Dass Manifestieren heute weltweit zum Megatrend geworden ist, hat folgende Gründe und Hintergründe:


🌍 1. Krisen und Unsicherheiten der Gegenwart

  • Globale Krisen (Corona-Pandemie, Klimawandel, Wirtschaftskrisen, geopolitische Spannungen) erzeugen starke Unsicherheit.
  • Manifestieren verspricht den Menschen ein Gefühl von Kontrolle und Einflussnahme auf das eigene Leben in Zeiten der Ohnmacht und Unsicherheit.

📲 2. Soziale Medien als Verstärker

  • Plattformen wie Instagram, TikTok, YouTube haben Manifestieren massiv verbreitet.
  • Influencer und Prominente teilen ihre Manifestationserfolge, was den Trend zusätzlich populär und glaubwürdig erscheinen lässt.

💸 3. Verbindung mit materiellem Wohlstand

  • Manifestieren greift den Wunsch nach Wohlstand, Status und materieller Sicherheit auf („Manifestiere deine erste Million, Luxusauto, Traumhaus“).
  • Besonders attraktiv in einer zunehmend materialistischen Gesellschaft, die Erfolg sichtbar misst.

🧘‍♀️ 4. Anknüpfung an Spiritualität & Esoterik

  • Steigendes Interesse an Spiritualität, Meditation, Yoga und Achtsamkeit schafft ein passendes Umfeld für Manifestationstechniken.
  • Verbindung moderner Spiritualität mit individuellem Erfolg macht Manifestation besonders attraktiv und leicht zugänglich.

🚀 5. Individualismus und Selbstoptimierung

  • Der Zeitgeist fordert Selbstoptimierung, Selbstwirksamkeit und permanente persönliche Weiterentwicklung.
  • Manifestieren bietet hierfür scheinbar schnelle, einfache Techniken und Werkzeuge („Law of Attraction“, „Fake it till you make it“).

🌠 6. Psychologische Effekte („Placebo“-Prinzip)

  • Manifestieren basiert teilweise auf psychologisch nachweisbaren Effekten wie:
    • Selbsterfüllende Prophezeiungen: Positive Gedanken und Erwartungen verbessern tatsächlich oft Ergebnisse.
    • Confirmation Bias (Bestätigungsfehler): Man sieht verstärkt Ergebnisse, die mit eigenen Erwartungen übereinstimmen.

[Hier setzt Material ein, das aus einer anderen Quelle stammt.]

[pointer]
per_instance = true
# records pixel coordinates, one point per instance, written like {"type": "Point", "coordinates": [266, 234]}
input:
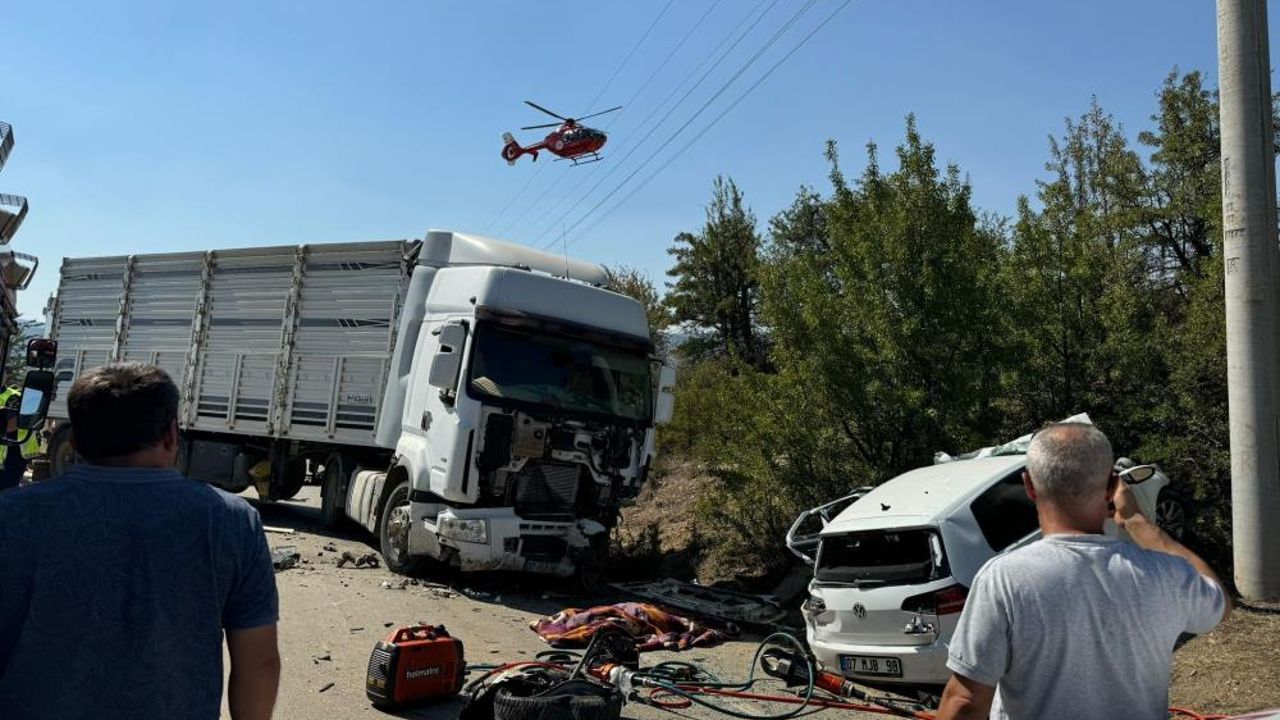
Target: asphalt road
{"type": "Point", "coordinates": [332, 616]}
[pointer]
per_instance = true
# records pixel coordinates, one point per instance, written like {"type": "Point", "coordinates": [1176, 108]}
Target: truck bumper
{"type": "Point", "coordinates": [512, 542]}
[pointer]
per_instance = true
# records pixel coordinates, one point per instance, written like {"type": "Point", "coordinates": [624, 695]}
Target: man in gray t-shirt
{"type": "Point", "coordinates": [1078, 625]}
{"type": "Point", "coordinates": [120, 578]}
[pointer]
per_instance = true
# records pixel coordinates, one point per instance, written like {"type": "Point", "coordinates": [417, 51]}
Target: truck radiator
{"type": "Point", "coordinates": [545, 488]}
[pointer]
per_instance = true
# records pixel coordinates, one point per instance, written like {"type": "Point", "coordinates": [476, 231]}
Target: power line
{"type": "Point", "coordinates": [515, 222]}
{"type": "Point", "coordinates": [716, 119]}
{"type": "Point", "coordinates": [622, 64]}
{"type": "Point", "coordinates": [746, 65]}
{"type": "Point", "coordinates": [672, 109]}
{"type": "Point", "coordinates": [512, 199]}
{"type": "Point", "coordinates": [667, 59]}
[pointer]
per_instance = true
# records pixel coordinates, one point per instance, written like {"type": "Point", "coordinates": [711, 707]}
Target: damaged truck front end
{"type": "Point", "coordinates": [525, 446]}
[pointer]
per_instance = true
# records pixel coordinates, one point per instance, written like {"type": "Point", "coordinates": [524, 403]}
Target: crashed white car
{"type": "Point", "coordinates": [892, 568]}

🎬 7. Popkulturelle Vorbilder

  • Berühmte Persönlichkeiten (z.B. Oprah Winfrey, Lady Gaga, Jim Carrey, Drake) nutzen und propagieren das Manifestieren öffentlich.
  • Ihre sichtbaren Erfolge bestärken den Glauben an die Wirksamkeit der Methoden und erhöhen den sozialen Status der Techniken.

🧠 8. Sehnsucht nach Selbstermächtigung („Empowerment“)

  • Manifestieren verspricht, dass jeder Mensch allein durch Gedankenkraft etwas verändern kann.
  • Es spricht besonders jene an, die sich gesellschaftlich, finanziell oder emotional machtlos fühlen.

🌌 9. Einfachheit und Attraktivität der Methode

  • Manifestieren erscheint einfach, intuitiv und unmittelbar zugänglich: Man braucht scheinbar keine besonderen Voraussetzungen, um es zu praktizieren.
  • Es bedient die Hoffnung auf schnelle Lösungen („Wunscherfüllung per Bestellung beim Universum“).

🧬 10. Kulturelle und historische Verankerung

  • Die Methode hat Wurzeln in der amerikanischen „New Thought“-Bewegung des 19. Jahrhunderts, wurde später durch Bestseller wie „The Secret“ weltweit populär.
  • Kontinuität und immer neue Verbreitungsformen über Jahrzehnte hinweg haben ihre heutige Verbreitung gefördert.

⚖️ Fazit: Warum Manifestieren gerade jetzt boomt

Das Manifestieren boomt weltweit, weil es auf eine attraktive Mischung aus

  • psychologischen Mechanismen,
  • spirituellem Bedürfnis,
  • materiellen Wünschen und
  • dem starken gesellschaftlichen Drang nach Selbstoptimierung und Kontrolle setzt.

Es gibt Menschen in Zeiten der Unsicherheit eine greifbare Hoffnung und ein Mittel zur scheinbaren Selbstermächtigung.

Es bleibt dennoch wichtig, kritisch zu hinterfragen, wo die Grenzen und Risiken dieser Methode liegen, um eine gesunde Balance zwischen Optimismus und Realitätssinn zu bewahren.